Kakar Manish, Seierstad Therese, Røe Kathrine, Olsen Dag Rune
Department of Radiation Biology, Institute for Cancer Research, Oslo University Hospital, Oslo, Norway.
Int J Radiat Oncol Biol Phys. 2009 Oct 1;75(2):506-11. doi: 10.1016/j.ijrobp.2009.05.036.
To evaluate the feasibility of using neural networks for predicting treatment response by using longitudinal measurements of apparent diffusion coefficient (ADC) obtained from diffusion-weighted magnetic resonance imaging (DWMRI).
Mice bearing HT29 xenografts were allocated to six treatment groups receiving different combinations of daily chemotherapy and/or radiation therapy for 2 weeks. T(2)-weighted and DWMR images were acquired before treatment, twice during fractionated chemoradiation (at days 4 and 11), and four times after treatment ended (at days 18, 25, 32, and 46). A tumor doubling growth delay (T(delay)) value was found for individual xenografts. ADC values and treatment groups (1-6) were used as input to a back propagation neural network (BPNN) to predict T(delay).

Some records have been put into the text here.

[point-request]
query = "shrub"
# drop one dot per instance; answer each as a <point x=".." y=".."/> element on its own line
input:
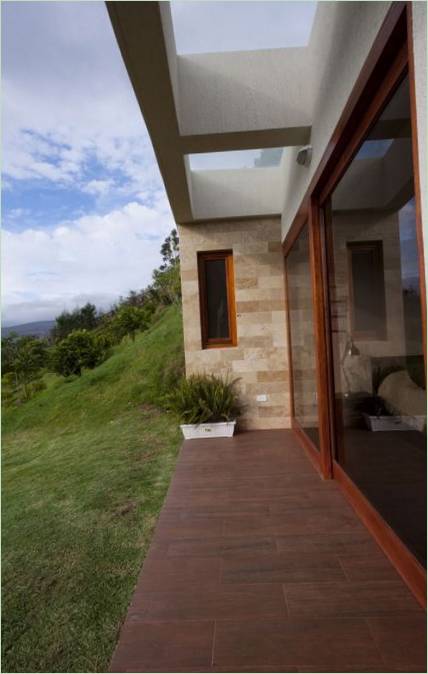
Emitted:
<point x="129" y="320"/>
<point x="205" y="398"/>
<point x="79" y="350"/>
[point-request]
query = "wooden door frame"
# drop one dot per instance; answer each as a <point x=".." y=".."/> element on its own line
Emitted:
<point x="388" y="63"/>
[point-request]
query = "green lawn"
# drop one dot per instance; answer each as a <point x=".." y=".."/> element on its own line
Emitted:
<point x="86" y="466"/>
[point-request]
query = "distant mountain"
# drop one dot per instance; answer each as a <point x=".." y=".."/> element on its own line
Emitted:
<point x="37" y="328"/>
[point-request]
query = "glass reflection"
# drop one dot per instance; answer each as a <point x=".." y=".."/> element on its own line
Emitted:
<point x="375" y="304"/>
<point x="302" y="336"/>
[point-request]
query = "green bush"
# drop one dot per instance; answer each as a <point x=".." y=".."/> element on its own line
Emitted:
<point x="80" y="349"/>
<point x="129" y="320"/>
<point x="204" y="399"/>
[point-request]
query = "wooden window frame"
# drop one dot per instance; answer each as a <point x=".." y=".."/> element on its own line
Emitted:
<point x="388" y="62"/>
<point x="219" y="342"/>
<point x="377" y="247"/>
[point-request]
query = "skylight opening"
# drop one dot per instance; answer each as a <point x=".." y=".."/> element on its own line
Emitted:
<point x="374" y="149"/>
<point x="236" y="159"/>
<point x="210" y="26"/>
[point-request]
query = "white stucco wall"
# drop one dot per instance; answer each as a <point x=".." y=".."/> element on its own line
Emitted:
<point x="420" y="58"/>
<point x="341" y="40"/>
<point x="245" y="91"/>
<point x="228" y="193"/>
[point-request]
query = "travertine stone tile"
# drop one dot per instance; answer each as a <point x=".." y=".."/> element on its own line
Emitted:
<point x="260" y="360"/>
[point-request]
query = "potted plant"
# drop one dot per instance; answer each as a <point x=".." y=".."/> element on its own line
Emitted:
<point x="208" y="406"/>
<point x="374" y="409"/>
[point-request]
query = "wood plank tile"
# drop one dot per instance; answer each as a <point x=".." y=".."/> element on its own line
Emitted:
<point x="401" y="641"/>
<point x="242" y="517"/>
<point x="221" y="547"/>
<point x="358" y="542"/>
<point x="166" y="647"/>
<point x="176" y="573"/>
<point x="298" y="643"/>
<point x="281" y="568"/>
<point x="306" y="521"/>
<point x="237" y="602"/>
<point x="369" y="598"/>
<point x="188" y="527"/>
<point x="368" y="567"/>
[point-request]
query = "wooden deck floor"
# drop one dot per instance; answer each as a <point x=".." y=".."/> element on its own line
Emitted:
<point x="259" y="565"/>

When treatment group and ADC values from days 0, 4, 11, 18, 25, 32, and 46 were used as inputs to the BPNN, a strong correlation between measured and predicted T(delay) values was found (R = 0.731, p < 0.01). When ADC values from days 0, 4, and 11, and the treatment group were used as inputs, the correlation between predicted and measured T(delay) was 0.693 (p < 0.01).
BPNN was successfully used to predict T(delay) from tumor ADC values obtained from HT29 xenografts undergoing fractionated chemoradiation therapy.

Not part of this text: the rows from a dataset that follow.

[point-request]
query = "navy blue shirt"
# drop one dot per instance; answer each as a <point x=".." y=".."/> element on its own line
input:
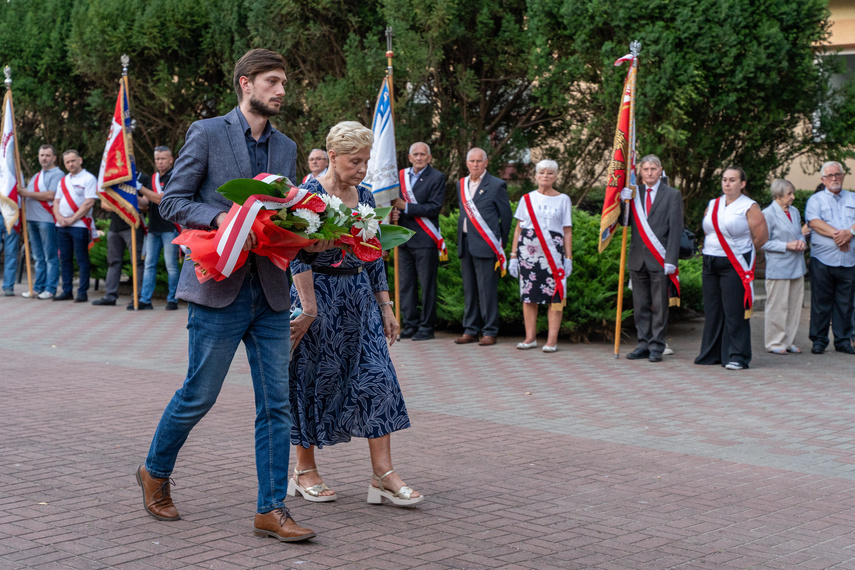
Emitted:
<point x="257" y="148"/>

通过使用从扩散加权磁共振成像(DWMRI)获得的表观扩散系数(ADC)的纵向测量值,评估使用神经网络预测治疗反应的可行性。
将携带HT29异种移植瘤的小鼠分配到六个治疗组,接受不同组合的每日化疗和/或放射治疗,为期2周。在治疗前、分次放化疗期间(第4天和第11天)两次以及治疗结束后四次(第18天、第25天、第32天和第46天)采集T2加权和DWMR图像。为单个异种移植瘤确定肿瘤倍增生长延迟(T(delay))值。将ADC值和治疗组(1-6)用作反向传播神经网络(BPNN)的输入,以预测T(delay)。
当将治疗组以及第0天、第4天、第11天、第18天、第25天、第32天和第46天的ADC值用作BPNN的输入时,发现测量的和预测的T(delay)值之间存在强相关性(R = 0.731,p < 0.01)。当将第0天、第4天和第11天的ADC值以及治疗组用作输入时,预测的和测量的T(delay)之间的相关性为0.693(p < 0.01)。
BPNN成功用于从接受分次放化疗的HT29异种移植瘤的肿瘤ADC值预测T(delay)。